The connection between Bayesian statistics and generative modeling

Question

Can someone refer me to a good reference that explains the connection between Bayesian statistics and generative modeling techniques? Why do we usually use generative models with Bayesian techniques?

Why it is especially appealing to use Bayesian statistics in the absence of complete data, if at all?

Note that I come from a more machine learning oriented view, and I am interested in reading more about it from the statistics community.

Any good reference that discusses these points would be greatly appreciated. Thanks.

I have been exploring about the fundamental difference between adaptive and generative modes of transformation. It seems that Bayesian is suited as a statistical model to study adaptive but not generative.
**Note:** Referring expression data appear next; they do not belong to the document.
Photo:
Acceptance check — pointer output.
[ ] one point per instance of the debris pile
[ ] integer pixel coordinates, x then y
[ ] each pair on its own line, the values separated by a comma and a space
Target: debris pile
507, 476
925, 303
Need to arrive at this conclusion more confidently. — , Oct 16 '12 at 00:26
Hi Srinidhi, welcome to the site. This is a question and answer site. Could you please re-formulate your comment into a question? Also, the more specific a question it is, the more likely it is to get a useful answer. — naught101, Oct 16 '12 at 06:23

Tristan · Accepted Answer · 2011-02-22T00:06:57.613

In machine learning a full probability model p(x,y) is called generative because it can be used to generate the data whereas a conditional model p(y|x) is called discriminative because it does not specify a probability model for p(x) and can only generate y given x. Both can be estimated in Bayesian fashion.

Bayesian estimation is inherently about specifying a full probability model and performing inference conditional on the model and data. That makes many Bayesian models have a generative feel. However to a Bayesian the important distinction is not so much about how to generate the data, but more about what is needed to obtain the posterior distribution of the unknown parameters of interest.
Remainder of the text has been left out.